A Saudi man smokes his last cigarette before being hanged

02 April 2013 :

Kuwait hanged three convicted murderers in the first executions in the Gulf state since May 2007, the ministry of justice said.
The men, a Pakistani, a Saudi and a stateless Arab, were hanged at the central jail, west of the capital Kuwait City, in front of judicial and security officials, the ministry said.
Pakistani Parvez Ghulam was convicted of killing a Kuwaiti couple and the Saudi national, Faisal al-Oteibi, of stabbing a compatriot to death.
The stateless Arab, Dhaher al-Oteibi, was hanged for shooting and killing his wife and five children after claiming he was a long-awaited Imam.

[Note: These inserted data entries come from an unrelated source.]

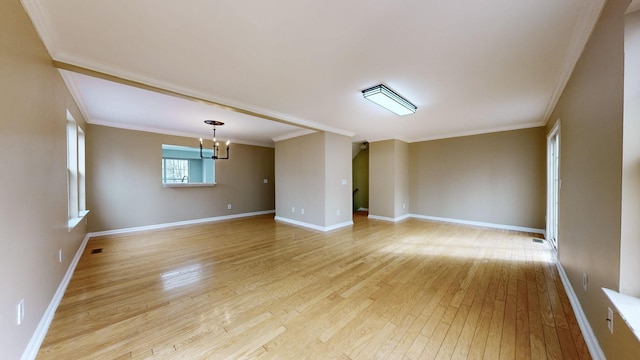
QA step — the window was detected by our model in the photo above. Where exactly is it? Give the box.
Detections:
[162,158,190,183]
[66,110,88,230]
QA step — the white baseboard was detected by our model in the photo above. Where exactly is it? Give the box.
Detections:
[368,214,411,222]
[21,233,90,360]
[556,261,605,360]
[410,214,545,235]
[357,207,369,211]
[88,210,275,237]
[274,216,353,232]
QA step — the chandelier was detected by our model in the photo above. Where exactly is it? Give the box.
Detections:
[199,120,230,160]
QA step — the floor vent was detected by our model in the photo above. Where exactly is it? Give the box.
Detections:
[91,248,103,254]
[532,239,544,243]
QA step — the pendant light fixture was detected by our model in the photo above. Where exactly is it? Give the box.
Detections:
[199,120,230,160]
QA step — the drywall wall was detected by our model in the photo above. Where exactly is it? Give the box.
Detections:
[352,148,369,211]
[621,8,640,298]
[547,0,640,357]
[369,139,410,220]
[274,131,352,229]
[0,1,88,358]
[369,140,397,219]
[86,124,275,232]
[323,132,353,227]
[274,132,326,227]
[409,127,546,229]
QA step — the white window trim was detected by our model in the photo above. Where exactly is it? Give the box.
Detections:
[66,110,88,231]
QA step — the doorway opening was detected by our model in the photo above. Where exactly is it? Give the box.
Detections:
[547,121,561,251]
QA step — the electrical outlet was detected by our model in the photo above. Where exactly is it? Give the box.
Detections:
[58,249,63,263]
[227,204,232,210]
[17,299,24,325]
[607,307,614,333]
[291,207,295,213]
[301,208,304,214]
[583,272,588,291]
[403,203,406,209]
[341,179,347,185]
[263,178,268,184]
[336,209,340,216]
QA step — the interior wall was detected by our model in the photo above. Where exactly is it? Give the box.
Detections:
[621,8,640,297]
[369,140,396,219]
[409,127,546,229]
[0,1,88,358]
[352,148,369,211]
[274,132,325,227]
[86,124,275,232]
[323,132,353,227]
[546,0,640,357]
[394,140,410,218]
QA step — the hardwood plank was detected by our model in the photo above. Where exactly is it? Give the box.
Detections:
[36,215,591,359]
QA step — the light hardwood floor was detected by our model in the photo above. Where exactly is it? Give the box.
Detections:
[37,213,590,359]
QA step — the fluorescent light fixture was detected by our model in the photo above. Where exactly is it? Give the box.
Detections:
[362,84,417,116]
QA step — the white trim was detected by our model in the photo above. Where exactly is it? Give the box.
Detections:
[67,210,90,232]
[407,121,545,143]
[272,129,317,142]
[556,262,605,360]
[88,118,275,148]
[602,288,640,342]
[368,214,411,223]
[162,182,216,188]
[51,51,355,138]
[357,207,369,211]
[542,0,606,124]
[21,233,91,360]
[274,216,353,232]
[409,214,545,234]
[89,210,275,237]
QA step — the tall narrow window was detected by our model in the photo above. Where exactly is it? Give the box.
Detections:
[66,110,88,230]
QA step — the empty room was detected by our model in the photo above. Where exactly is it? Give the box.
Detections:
[2,0,640,359]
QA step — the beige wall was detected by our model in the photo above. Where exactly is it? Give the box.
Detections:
[547,0,640,357]
[621,9,640,297]
[352,148,369,211]
[275,132,326,226]
[323,132,353,227]
[409,128,546,229]
[0,1,88,358]
[86,125,275,232]
[275,131,352,228]
[394,140,410,218]
[369,140,396,218]
[369,139,410,220]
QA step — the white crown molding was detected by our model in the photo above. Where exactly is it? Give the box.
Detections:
[542,0,606,125]
[20,0,59,58]
[58,69,92,125]
[272,129,317,142]
[88,118,275,148]
[52,52,355,138]
[408,121,545,143]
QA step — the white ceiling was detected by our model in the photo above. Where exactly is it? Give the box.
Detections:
[22,0,610,146]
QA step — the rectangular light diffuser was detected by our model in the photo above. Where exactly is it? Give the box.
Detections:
[362,84,417,116]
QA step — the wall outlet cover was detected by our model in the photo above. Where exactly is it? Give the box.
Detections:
[607,307,614,333]
[227,204,232,210]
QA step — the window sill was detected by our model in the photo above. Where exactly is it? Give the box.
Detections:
[68,210,90,232]
[163,183,217,188]
[603,288,640,342]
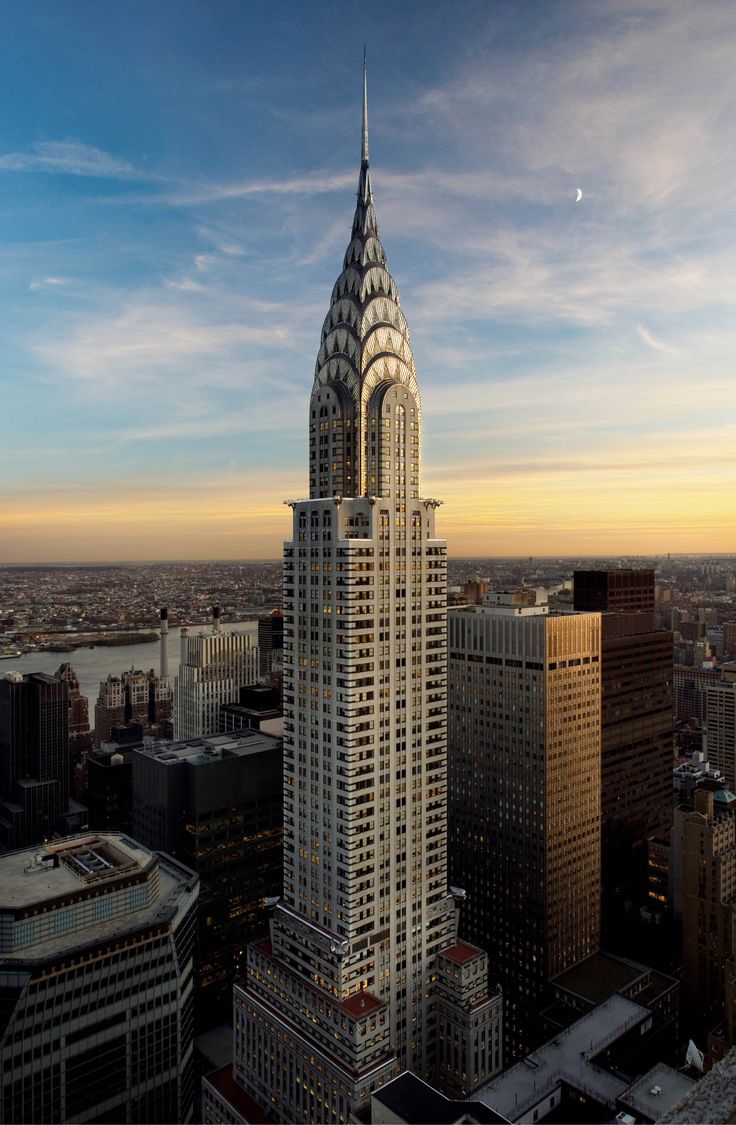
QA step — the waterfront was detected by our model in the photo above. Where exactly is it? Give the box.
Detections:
[3,621,259,711]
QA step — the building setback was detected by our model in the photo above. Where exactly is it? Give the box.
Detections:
[220,69,501,1124]
[0,833,198,1124]
[573,569,673,929]
[131,729,282,1030]
[448,592,602,1057]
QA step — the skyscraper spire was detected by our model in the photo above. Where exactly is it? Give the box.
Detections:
[310,58,421,500]
[231,68,500,1124]
[362,47,369,165]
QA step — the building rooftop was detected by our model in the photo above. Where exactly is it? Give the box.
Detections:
[1,834,148,910]
[372,1072,507,1124]
[619,1063,695,1123]
[0,833,197,960]
[136,727,281,767]
[440,940,485,966]
[195,1023,233,1072]
[476,994,649,1120]
[339,990,385,1018]
[551,950,649,1006]
[657,1045,736,1123]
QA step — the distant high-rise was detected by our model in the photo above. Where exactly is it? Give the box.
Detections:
[56,662,93,768]
[0,832,198,1124]
[673,661,723,725]
[173,610,259,739]
[225,66,500,1124]
[448,591,602,1057]
[0,671,70,849]
[573,569,673,930]
[94,667,172,746]
[257,608,283,680]
[703,665,736,791]
[573,568,655,614]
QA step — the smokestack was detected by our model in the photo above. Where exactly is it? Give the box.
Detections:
[180,626,190,666]
[159,607,169,682]
[212,605,221,634]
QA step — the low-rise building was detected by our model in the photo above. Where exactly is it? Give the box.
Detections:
[475,995,694,1124]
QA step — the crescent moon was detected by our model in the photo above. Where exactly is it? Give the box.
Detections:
[575,188,583,202]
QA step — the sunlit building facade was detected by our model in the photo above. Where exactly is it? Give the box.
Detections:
[226,71,500,1123]
[448,592,602,1057]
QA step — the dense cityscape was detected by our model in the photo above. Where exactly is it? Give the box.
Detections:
[2,4,736,1125]
[2,554,734,658]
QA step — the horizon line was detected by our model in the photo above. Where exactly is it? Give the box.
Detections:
[1,552,734,568]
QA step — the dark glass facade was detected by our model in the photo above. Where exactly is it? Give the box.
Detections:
[0,672,69,848]
[574,570,673,932]
[132,731,282,1030]
[573,568,656,615]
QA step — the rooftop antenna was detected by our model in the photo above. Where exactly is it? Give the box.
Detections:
[362,46,369,165]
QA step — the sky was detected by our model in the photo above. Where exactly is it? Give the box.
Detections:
[1,0,735,562]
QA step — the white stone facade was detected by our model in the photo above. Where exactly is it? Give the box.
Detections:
[230,71,498,1123]
[174,628,259,739]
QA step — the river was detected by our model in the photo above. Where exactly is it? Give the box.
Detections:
[1,622,259,710]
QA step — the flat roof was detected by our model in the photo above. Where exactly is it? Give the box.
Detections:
[440,940,485,966]
[339,990,385,1018]
[657,1045,736,1123]
[0,835,196,961]
[620,1063,695,1122]
[552,951,645,1004]
[1,834,148,910]
[373,1072,507,1124]
[135,728,281,767]
[476,994,649,1120]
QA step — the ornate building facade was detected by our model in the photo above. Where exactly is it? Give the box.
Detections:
[226,69,500,1123]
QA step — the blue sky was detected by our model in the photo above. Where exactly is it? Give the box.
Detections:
[1,0,735,560]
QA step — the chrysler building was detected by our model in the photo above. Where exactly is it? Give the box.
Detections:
[227,65,501,1123]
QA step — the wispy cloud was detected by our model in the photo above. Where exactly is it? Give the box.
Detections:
[636,324,678,354]
[142,169,356,207]
[29,275,73,291]
[0,141,152,180]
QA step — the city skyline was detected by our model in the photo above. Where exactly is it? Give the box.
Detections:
[2,0,735,562]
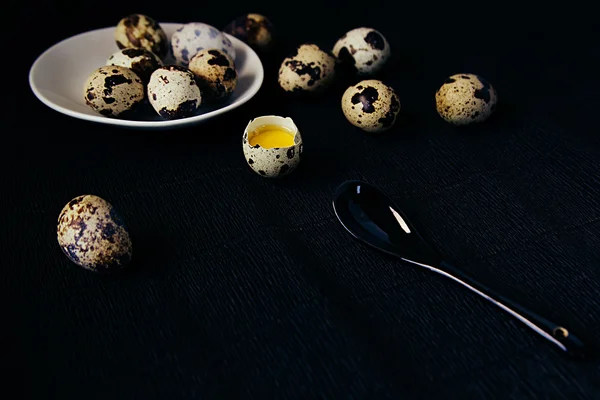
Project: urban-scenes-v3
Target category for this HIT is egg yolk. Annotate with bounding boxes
[249,125,295,149]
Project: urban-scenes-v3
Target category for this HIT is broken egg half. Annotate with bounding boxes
[242,116,303,178]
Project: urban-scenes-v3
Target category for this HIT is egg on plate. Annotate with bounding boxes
[114,14,169,60]
[170,22,236,66]
[147,65,202,119]
[188,49,237,103]
[83,65,145,117]
[107,48,162,84]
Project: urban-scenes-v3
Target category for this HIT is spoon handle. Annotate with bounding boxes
[429,261,589,358]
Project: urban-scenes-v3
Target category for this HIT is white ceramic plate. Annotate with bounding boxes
[29,22,264,129]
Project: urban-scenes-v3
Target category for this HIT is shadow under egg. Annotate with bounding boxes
[100,231,173,281]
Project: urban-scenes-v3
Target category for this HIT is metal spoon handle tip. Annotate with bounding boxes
[433,261,589,358]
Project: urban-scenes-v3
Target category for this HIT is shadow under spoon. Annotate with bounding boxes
[332,180,590,359]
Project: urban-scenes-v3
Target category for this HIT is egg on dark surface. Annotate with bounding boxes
[57,195,132,273]
[242,116,303,178]
[189,49,237,103]
[114,14,169,60]
[332,27,390,76]
[83,66,145,118]
[278,44,336,93]
[147,65,202,120]
[435,73,498,125]
[223,13,274,53]
[107,48,162,84]
[341,79,401,133]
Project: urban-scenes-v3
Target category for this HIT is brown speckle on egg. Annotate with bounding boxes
[158,99,199,120]
[351,86,378,113]
[364,31,386,50]
[279,164,290,175]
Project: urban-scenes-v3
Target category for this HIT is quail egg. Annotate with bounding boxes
[57,195,132,272]
[170,22,236,66]
[341,79,401,133]
[332,27,390,76]
[278,44,336,93]
[107,48,162,84]
[223,13,274,53]
[243,115,303,178]
[148,65,202,120]
[435,73,498,125]
[188,49,237,103]
[114,14,169,60]
[83,66,145,118]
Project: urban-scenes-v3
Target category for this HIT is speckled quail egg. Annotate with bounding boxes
[243,116,303,178]
[278,44,336,93]
[114,14,168,60]
[83,66,145,118]
[147,65,202,120]
[170,22,236,66]
[435,73,498,125]
[341,79,401,133]
[332,27,390,76]
[57,195,132,273]
[188,49,237,103]
[223,13,274,53]
[107,48,162,84]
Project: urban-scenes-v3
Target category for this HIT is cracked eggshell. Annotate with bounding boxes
[170,22,236,66]
[242,116,303,178]
[114,14,168,60]
[57,195,132,273]
[333,27,390,76]
[435,73,498,125]
[278,44,336,93]
[223,13,274,53]
[341,79,401,133]
[188,49,237,103]
[83,66,145,118]
[107,48,162,84]
[148,65,201,120]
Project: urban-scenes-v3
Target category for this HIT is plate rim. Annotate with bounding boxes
[28,22,264,130]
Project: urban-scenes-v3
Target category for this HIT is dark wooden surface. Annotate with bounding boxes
[8,2,600,399]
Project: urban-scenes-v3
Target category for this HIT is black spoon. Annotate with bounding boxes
[332,180,589,359]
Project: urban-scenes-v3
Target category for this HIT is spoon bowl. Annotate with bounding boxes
[333,180,442,266]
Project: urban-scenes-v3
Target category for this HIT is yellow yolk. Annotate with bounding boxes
[249,125,295,149]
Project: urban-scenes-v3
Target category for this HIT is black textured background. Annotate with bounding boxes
[7,2,600,398]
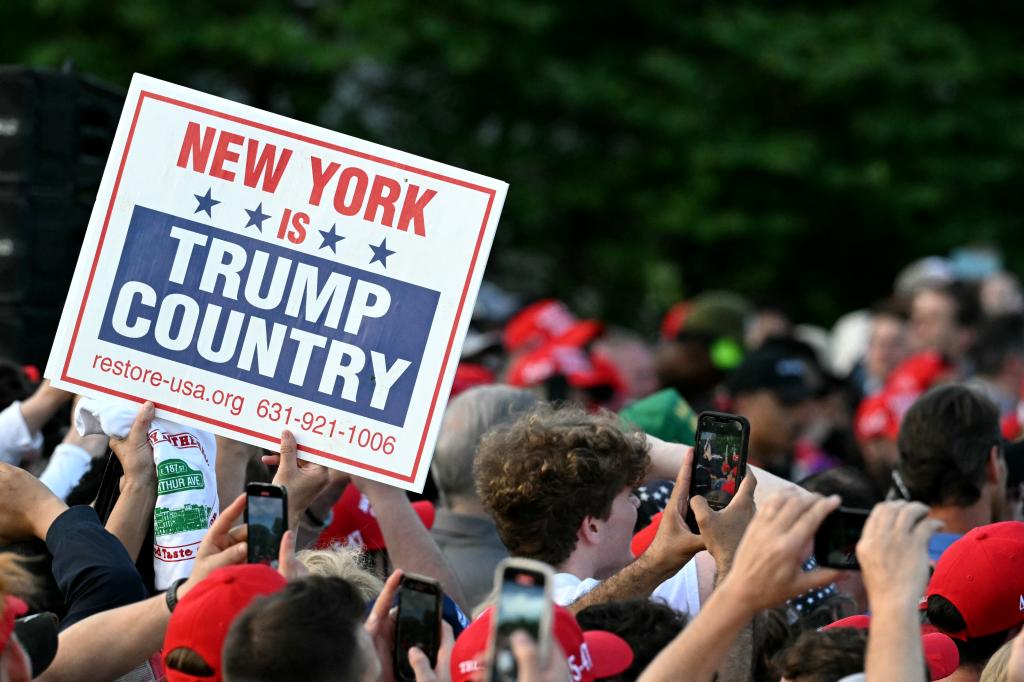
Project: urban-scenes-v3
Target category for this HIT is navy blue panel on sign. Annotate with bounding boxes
[98,205,439,427]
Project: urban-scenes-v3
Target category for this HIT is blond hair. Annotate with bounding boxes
[980,637,1015,682]
[296,544,384,602]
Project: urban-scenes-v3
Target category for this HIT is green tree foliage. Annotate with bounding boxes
[5,1,1024,329]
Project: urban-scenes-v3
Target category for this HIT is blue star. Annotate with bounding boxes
[368,239,396,268]
[193,188,220,217]
[319,224,345,253]
[244,203,271,232]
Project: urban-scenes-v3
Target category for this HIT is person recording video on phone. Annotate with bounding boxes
[475,404,809,621]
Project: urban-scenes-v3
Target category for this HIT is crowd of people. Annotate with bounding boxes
[1,250,1024,681]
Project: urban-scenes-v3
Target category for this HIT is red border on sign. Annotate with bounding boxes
[60,90,497,484]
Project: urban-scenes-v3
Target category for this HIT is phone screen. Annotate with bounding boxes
[815,507,869,570]
[395,585,440,681]
[490,568,548,682]
[247,493,286,567]
[692,415,748,509]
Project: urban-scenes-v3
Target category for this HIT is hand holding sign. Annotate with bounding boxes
[108,400,157,483]
[262,429,329,529]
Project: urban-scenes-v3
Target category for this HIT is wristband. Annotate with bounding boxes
[165,577,188,613]
[304,508,326,527]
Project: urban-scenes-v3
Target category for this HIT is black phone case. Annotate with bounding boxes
[685,411,751,533]
[813,507,870,570]
[244,484,288,564]
[393,578,442,682]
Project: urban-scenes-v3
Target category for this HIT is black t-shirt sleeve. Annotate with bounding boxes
[45,505,148,630]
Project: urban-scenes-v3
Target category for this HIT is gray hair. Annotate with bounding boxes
[432,385,537,504]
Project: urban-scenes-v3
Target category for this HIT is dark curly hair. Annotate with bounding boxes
[475,405,650,566]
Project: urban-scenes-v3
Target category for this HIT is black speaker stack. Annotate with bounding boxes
[0,66,122,369]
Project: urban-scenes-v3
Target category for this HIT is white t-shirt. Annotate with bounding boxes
[553,557,702,616]
[76,399,218,590]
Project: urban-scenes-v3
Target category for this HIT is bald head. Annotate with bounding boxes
[431,385,537,506]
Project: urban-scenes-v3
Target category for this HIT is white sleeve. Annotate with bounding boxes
[0,401,43,465]
[39,444,95,501]
[651,557,702,616]
[552,573,602,607]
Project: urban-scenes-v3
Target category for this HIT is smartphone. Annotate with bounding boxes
[245,483,288,567]
[814,507,870,570]
[394,574,443,682]
[487,558,554,682]
[686,411,750,533]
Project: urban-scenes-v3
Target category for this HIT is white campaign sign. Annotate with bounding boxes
[45,74,507,491]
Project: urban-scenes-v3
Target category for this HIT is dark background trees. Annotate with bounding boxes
[6,0,1024,331]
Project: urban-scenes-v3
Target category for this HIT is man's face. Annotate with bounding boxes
[910,289,957,355]
[866,315,908,381]
[595,487,640,578]
[739,391,810,465]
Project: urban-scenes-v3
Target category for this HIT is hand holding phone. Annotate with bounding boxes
[487,558,554,682]
[686,412,750,533]
[814,507,870,570]
[245,483,288,567]
[394,574,443,682]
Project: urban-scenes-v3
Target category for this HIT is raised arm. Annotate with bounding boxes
[39,397,109,500]
[104,401,158,561]
[18,379,73,434]
[354,476,469,611]
[638,490,841,682]
[645,434,809,502]
[37,494,251,682]
[856,501,943,682]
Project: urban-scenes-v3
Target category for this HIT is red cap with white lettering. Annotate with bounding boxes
[449,605,633,682]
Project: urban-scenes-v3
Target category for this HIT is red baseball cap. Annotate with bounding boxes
[450,605,633,682]
[506,344,625,394]
[823,615,960,680]
[925,521,1024,640]
[631,511,662,557]
[0,595,28,655]
[504,300,579,353]
[163,564,286,682]
[660,302,692,340]
[317,483,436,551]
[885,351,954,399]
[451,363,496,398]
[854,393,900,443]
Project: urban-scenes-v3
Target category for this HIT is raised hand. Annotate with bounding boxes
[691,471,757,576]
[261,430,329,529]
[108,401,156,483]
[718,490,841,611]
[856,501,943,609]
[644,447,706,571]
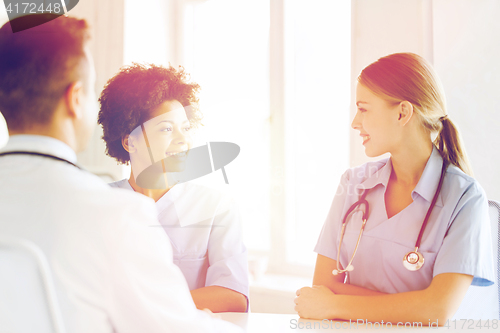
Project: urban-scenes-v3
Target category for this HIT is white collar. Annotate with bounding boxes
[0,135,77,164]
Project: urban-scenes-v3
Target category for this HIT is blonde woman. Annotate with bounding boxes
[295,53,494,324]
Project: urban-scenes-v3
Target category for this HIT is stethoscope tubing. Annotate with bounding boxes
[333,160,448,275]
[333,190,369,275]
[414,160,448,251]
[0,151,82,169]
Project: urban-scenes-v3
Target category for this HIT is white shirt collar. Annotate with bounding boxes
[0,135,77,163]
[411,146,445,206]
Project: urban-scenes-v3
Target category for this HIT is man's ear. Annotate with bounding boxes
[64,81,85,120]
[122,134,136,153]
[397,101,414,126]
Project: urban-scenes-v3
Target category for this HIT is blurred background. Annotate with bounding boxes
[1,0,499,313]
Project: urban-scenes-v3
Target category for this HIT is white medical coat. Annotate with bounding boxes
[0,135,242,333]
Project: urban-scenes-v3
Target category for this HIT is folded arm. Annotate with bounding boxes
[312,254,385,296]
[296,255,472,325]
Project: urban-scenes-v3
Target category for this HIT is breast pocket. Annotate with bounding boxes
[342,227,438,294]
[375,241,438,293]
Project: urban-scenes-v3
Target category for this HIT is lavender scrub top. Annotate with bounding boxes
[110,180,249,303]
[314,146,495,294]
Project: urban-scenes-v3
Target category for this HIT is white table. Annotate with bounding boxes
[220,313,500,332]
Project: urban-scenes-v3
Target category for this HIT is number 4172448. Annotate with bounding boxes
[5,2,65,15]
[443,319,498,330]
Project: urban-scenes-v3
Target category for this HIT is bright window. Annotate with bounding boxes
[283,0,351,267]
[182,0,271,253]
[123,0,351,275]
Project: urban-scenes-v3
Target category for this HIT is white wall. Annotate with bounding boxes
[0,7,8,149]
[0,113,7,149]
[124,0,171,66]
[433,0,500,201]
[350,0,431,166]
[70,0,128,180]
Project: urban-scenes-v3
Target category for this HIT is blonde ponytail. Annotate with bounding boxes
[435,116,473,176]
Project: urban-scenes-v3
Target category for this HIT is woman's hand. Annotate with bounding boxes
[294,285,336,320]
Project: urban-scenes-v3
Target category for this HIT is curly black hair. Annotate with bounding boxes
[98,63,202,164]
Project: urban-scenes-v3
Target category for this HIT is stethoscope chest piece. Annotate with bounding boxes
[403,249,424,271]
[332,264,354,276]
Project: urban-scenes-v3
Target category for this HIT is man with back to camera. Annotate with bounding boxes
[0,14,242,333]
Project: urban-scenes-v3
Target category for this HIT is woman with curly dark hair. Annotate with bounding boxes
[98,64,249,313]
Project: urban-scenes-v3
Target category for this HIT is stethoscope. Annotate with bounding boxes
[332,160,448,275]
[0,151,81,169]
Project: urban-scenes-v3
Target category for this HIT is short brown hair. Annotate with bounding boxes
[0,14,90,130]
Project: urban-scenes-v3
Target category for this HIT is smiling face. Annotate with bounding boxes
[126,100,193,175]
[352,83,402,157]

Shiite Muslims revere Islam's twelfth Imam, Mohammad Al-Mahdi, who disappeared from the earth in the tenth century and is said to be due to return to save mankind.
Kuwait had six years ago stopped executing convicts sentenced to death without providing an explanation.
Public attorney Mohammad al-Duaij, who supervised the executions, was cited by the official KUNA news agency as saying another 48 people were on death row awaiting a final decision on their sentences by the Emir. Under Kuwaiti law, the Emir has the right to commute death sentences to a life term.
Kuwait has executed a total of 69 men and three foreign women since it introduced the death penalty in mid-1960. Most of those condemned have been convicted murderers or drug traffickers.